19 Mayıs 2020 Salı

Sana Sevdanın Yolları, Bana Bereler

Yer: Mirkwood
Tarih: Tahminen 2007 Kışı
Konu: Başımın Püsküllü Belası

Adamın boyu çok uzundu, kadınınsa kısa. Birbirlerine sarılma şiddetleri, her seferinde tüm durağın ve etraftaki kalabalığın ilgi-alakasını çekecek kuvvetteydi. Sarılınca, beden sayısı teke düştüğü için ortada boy farkı kalmıyordu. Burada, "aşkın(!) böyle bariz farklılıkları yok edebilme yeteneği" gibi romantik bir hava yaratmak amacım yok. İlgimi çeken şey, adamın kadını değil, kadının kafasındaki tüylü ponponu öpmesiydi. Ve bu tuhaf temas ve yakınlığa olan hayretim, gittikçe artıyordu. Halihazırda Uzun Adam'ı, dayımların karşı bloğundaki evinin balkonundan bazı zamanlar çarşaf silkelemesiyle bilirdim. Her sitede mutlaka bulunan, "yalnız ve gizemli adam" kotası, Uzun Adam'a aitti. Ve yaklaşık iki buçuk aydır, sevdiceği ile birlikte farkında olmadan, "sabah şekerim" olmuşlardı bile.

Yakın temas kurmuş çiftlerin geçici bir IQ kaybı yaşaması sebebiyle, bu çifti daha yakından gözlemleme fırsatı bulmuştum. Yaptığım kısa araştırmalar sonucu, sonuçlar yaklaşık olarak şöyleydi: Kısa Kadın'ın kafası, Uzun Adam'ın beliyle göğsü arasındaki mont bölgesine bastırılırken, adamın dudakları uzamaya başlayarak, kadına ulaşabileceği en yakın nokta olan tüylü ponpona doğru eğiliyordu. Özellikle ponponu öpüş şekli, kadının herhangi bir uzvuna yapabileceğinden de şehvetli olabiliyordu. Ponpon öpme seanslarını, genellikle ponponu koklayarak (evet koklayarak) da devam ettiriyordu. Gelen otobüse binildi. Çiftimizin arkasındaki koltuklar boş olduğu için, oraya oturup, gözlemimi devam ettirme kararı almıştım. Kadın, kafasını adamın göğsüne dayadığı için, ortalıkta görünmüyordu. Uzun Adam'ın kafası da arabaların önüne yapıştırılan kafası oynak köpek oyuncakları gibi bedeninden bağımsız hareket ediyordu sanki. Boynu yükseliyor, uzuyor ve Kısa Kadın'ın tüylü ponponunu öptükten sonra tekrar yerine yerleşiyordu. Evet, aşıklar zor durumda olduklarını, aşık oldukları için farkedemezler.

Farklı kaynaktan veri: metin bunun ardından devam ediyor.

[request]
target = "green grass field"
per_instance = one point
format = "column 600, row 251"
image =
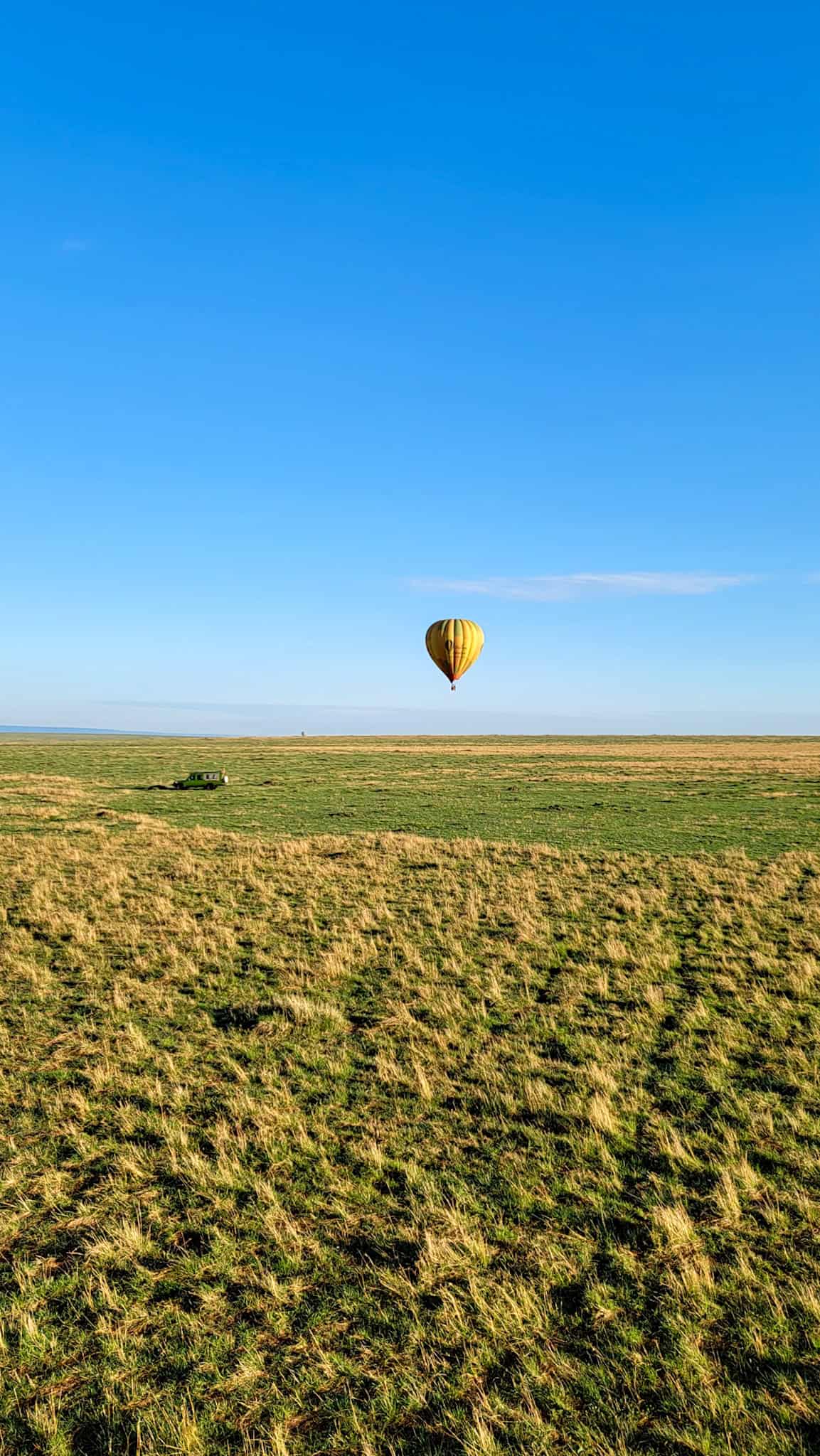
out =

Uzun Adam, kadının tüylü ponponunu öpmeye devam ederek, bu ilişkiyi nereye kadar götürebilirdi ki? Çünkü öpme seansları sırasında, bir kaç tüyü ağzından çıkardığını görür gibi olmuştum. Tüm bu delice düşünceler, beni zaman zaman yaşlı bir teyzeye çeviriyordu : "Bi' kere boyu boyuna denk değil, ı ıh, yürümez bu ilişki."

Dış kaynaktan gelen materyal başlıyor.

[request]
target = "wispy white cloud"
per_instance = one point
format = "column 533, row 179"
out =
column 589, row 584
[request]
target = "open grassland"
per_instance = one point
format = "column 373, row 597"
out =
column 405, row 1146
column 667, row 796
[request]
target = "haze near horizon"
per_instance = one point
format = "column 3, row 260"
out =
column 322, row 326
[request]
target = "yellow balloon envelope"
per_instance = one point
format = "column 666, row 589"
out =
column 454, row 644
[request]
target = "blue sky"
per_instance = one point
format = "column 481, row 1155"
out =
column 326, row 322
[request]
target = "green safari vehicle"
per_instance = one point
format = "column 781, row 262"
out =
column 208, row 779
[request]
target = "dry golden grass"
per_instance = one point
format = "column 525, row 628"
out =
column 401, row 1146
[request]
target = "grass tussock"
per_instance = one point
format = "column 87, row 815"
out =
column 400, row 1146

Sonraları, Uzun Adam ve Kısa Kadın'ı daha sıklıkla görür olmuştum. Havalar ısınmıştı ve Uzun Adam, artık tüylü ponponu değil, kadının saçlarını öpüyordu. Saç, leş gibi olmadığı sürece, aşk için kabul edilebilir bir uzantı sayılabilir. Fakat etkileşimin direkt Kısa Kadın ile yaşanmasından mıdır bilinmez, ilişki kalitesinde bir artış olmuş gibiydi. Havalar ısınmaya başladıkça, Kısa Kadın'ın, Uzun Adam'a sarılmasında bir çeşit gevşeme sezinledim. Yine sarılmalar, Kızılderili'ye kafasını koymalar (Kalın montun yerini, Kızılderili desenli tişört almıştı) yine vardı ama tüylü ponponu öpme zamanlarındaki samimiyet sanki yok olmuştu. Artık Uzun Adam'ın göğsüne kafasını koymaktan vazgeçtiği için de, kafasını daha rahat görebilir olmuştum. "Oğf, çok sıcak!" çıkışları, aşkın git gide azaldığı ilişkilerde, yakın temastan kaçınmanın en tercih edilen yollarından biridir. Artık bu ilişkinin sonlarına doğru geldiğimizi hissediyordum. İbre, git gide Kısa Kadın'a doğru dönüyordu...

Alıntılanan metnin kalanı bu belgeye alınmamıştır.